Other key highlights on the economic docket this week include the closely watched ISM manufacturing report, UK PMI manufacturing report, and key retail sales numbers from the eurozone economy.
This week we also see a large emphasis being placed on central banks, with both the Bank of England and the Reserve Bank of Australia delivering monetary policy statement and interest rate decisions.
ISM Manufacturing Report
Analysts are expecting another weaker ISM manufacturing report for July, with a 60.5 number being touted as the most likely headline number this week. The ISM Manufacturing PMI fell back to 60.6 last month, which was some way away from highs of the year, as highlighted by the chart below.

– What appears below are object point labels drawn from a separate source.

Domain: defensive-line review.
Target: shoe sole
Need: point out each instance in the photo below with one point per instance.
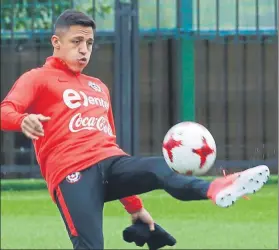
(248, 182)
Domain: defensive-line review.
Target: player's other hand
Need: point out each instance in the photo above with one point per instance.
(32, 126)
(145, 217)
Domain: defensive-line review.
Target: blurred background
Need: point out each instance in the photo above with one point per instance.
(165, 61)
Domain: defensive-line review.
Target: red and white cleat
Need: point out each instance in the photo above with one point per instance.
(226, 190)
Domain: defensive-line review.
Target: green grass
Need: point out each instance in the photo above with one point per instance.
(29, 220)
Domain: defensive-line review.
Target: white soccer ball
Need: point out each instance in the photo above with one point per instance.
(189, 149)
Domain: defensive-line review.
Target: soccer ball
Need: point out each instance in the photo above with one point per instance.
(189, 149)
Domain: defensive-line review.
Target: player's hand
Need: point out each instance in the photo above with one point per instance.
(145, 217)
(32, 126)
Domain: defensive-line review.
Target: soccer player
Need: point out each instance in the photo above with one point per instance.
(69, 118)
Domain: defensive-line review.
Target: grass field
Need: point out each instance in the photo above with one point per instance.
(29, 220)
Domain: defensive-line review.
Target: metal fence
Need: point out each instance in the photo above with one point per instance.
(146, 51)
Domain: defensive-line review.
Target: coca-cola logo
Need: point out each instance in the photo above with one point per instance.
(78, 123)
(74, 99)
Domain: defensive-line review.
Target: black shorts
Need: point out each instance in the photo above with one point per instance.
(81, 196)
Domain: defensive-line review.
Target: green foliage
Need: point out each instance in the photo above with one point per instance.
(37, 15)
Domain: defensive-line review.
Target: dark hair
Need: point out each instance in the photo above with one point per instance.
(73, 17)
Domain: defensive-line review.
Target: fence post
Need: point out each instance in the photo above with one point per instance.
(125, 94)
(187, 61)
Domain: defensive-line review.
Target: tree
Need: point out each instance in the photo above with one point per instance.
(38, 15)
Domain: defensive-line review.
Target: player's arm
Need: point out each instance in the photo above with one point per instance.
(14, 116)
(133, 203)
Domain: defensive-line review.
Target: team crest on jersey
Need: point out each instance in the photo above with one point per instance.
(74, 177)
(94, 86)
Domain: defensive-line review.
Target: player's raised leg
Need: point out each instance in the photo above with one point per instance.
(136, 175)
(80, 199)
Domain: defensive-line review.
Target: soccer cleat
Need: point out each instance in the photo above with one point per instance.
(226, 190)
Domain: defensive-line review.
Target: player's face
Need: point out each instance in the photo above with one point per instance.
(76, 47)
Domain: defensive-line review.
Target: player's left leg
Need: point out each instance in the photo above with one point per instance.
(136, 175)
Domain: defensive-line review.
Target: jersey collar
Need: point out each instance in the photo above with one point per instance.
(58, 63)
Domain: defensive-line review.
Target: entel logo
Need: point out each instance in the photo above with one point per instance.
(74, 99)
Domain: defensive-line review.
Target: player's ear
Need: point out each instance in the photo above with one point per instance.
(55, 42)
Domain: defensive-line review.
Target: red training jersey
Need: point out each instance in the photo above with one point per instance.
(81, 131)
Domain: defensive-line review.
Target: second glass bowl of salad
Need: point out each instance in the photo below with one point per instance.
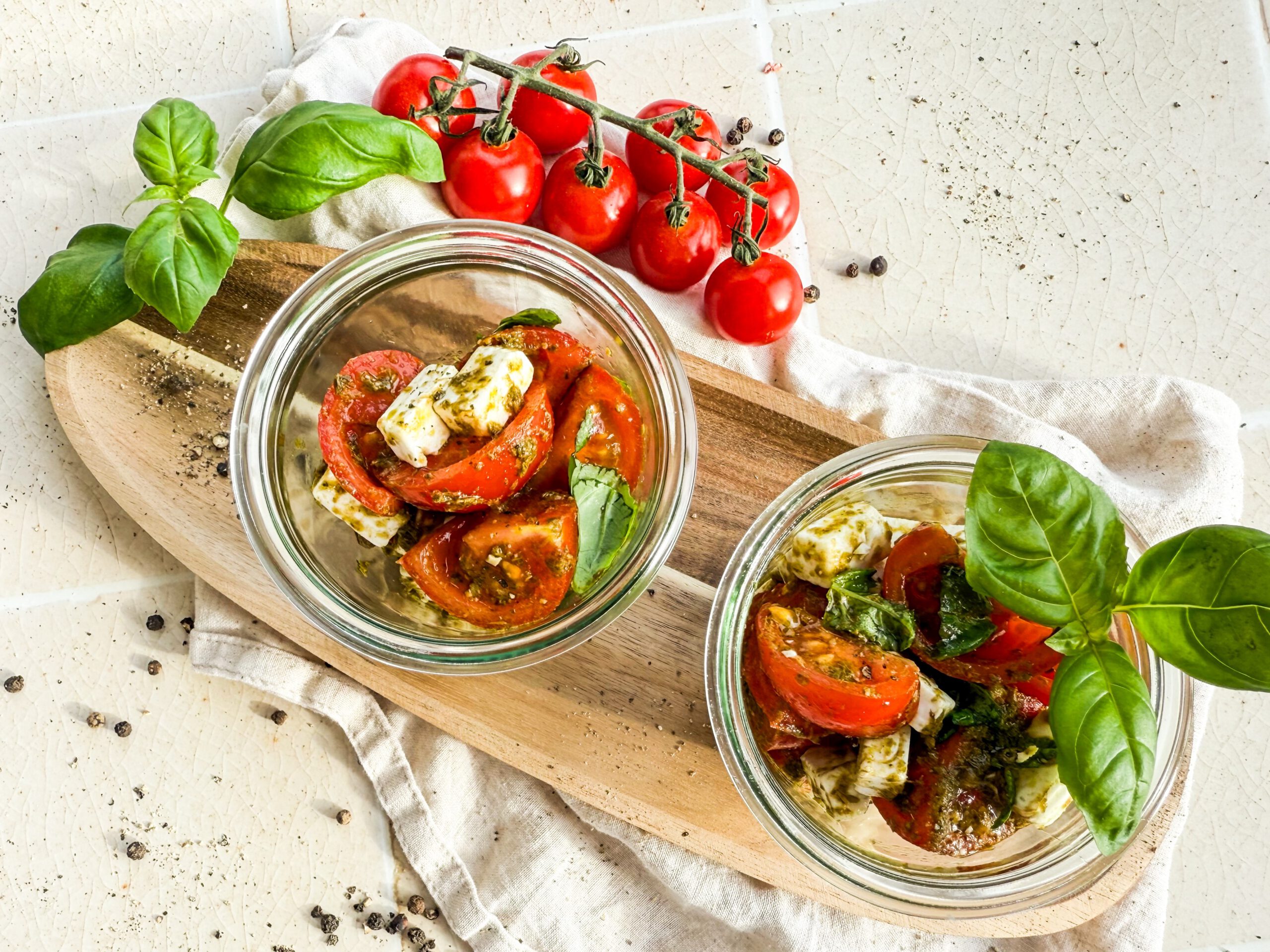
(908, 481)
(434, 291)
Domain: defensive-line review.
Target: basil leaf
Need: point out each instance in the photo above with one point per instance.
(1105, 734)
(80, 293)
(177, 258)
(870, 617)
(606, 517)
(964, 624)
(530, 318)
(176, 145)
(1202, 601)
(298, 160)
(1043, 540)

If we look at last month’s reading, the data still pointed to robust growth in factory activity although a slowdown was seen for new orders, and supplier deliveries, while employment contracted slightly, and price pressures intensifies.
This month the ISM survey is expected to show more record-long raw-material lead times, wide-scale shortages of critical basic materials, rising commodities prices and difficulties in transporting products.
Non-farm Payrolls Job Report
Traders will be highly anticipating the Non-farm payrolls job report this week, with many analysts predicting that the United States economy created 925,000 new jobs in July, marking a solid improvement on last month.
Last month the American economy added 850,000 jobs, which was the strongest job growth in 10 months, and well above market forecasts of 700,000. Notable job gains in June occurred in leisure and hospitality as pandemic-related restrictions continued to ease in some parts of the country.
This month’s job number should be strong as many companies are forced into raising salaries to cope with the absence of workers due to COVID-19. Watch for an improvement on last month’s wage earnings data. Average hourly earnings increased fell below forecasts of 0.4%, we should see hourly earnings rising this week as companies are forced to raise wages to retain workers.
RBA Rate Decision
The Reserve Bank of Australia is widely tipped to keep the cash rate unchanged at a record low of 0.1% during its August meeting, and actually talk back taper talk and any potential decrease of QE.
Last month the central bank reaffirmed its commitment to achieving full employment and inflation consistent with the target. Due to COVID-19 shutdown in major cities in Australia the RBA may become more aggressive to protect the job situation.
Policymakers are also expected to reiterate that they will not increase the cash rate until actual inflation is sustainably within the 2 to 3% target range. The RBA’s ongoing scenario for the economy is that this condition will not be met before 2024.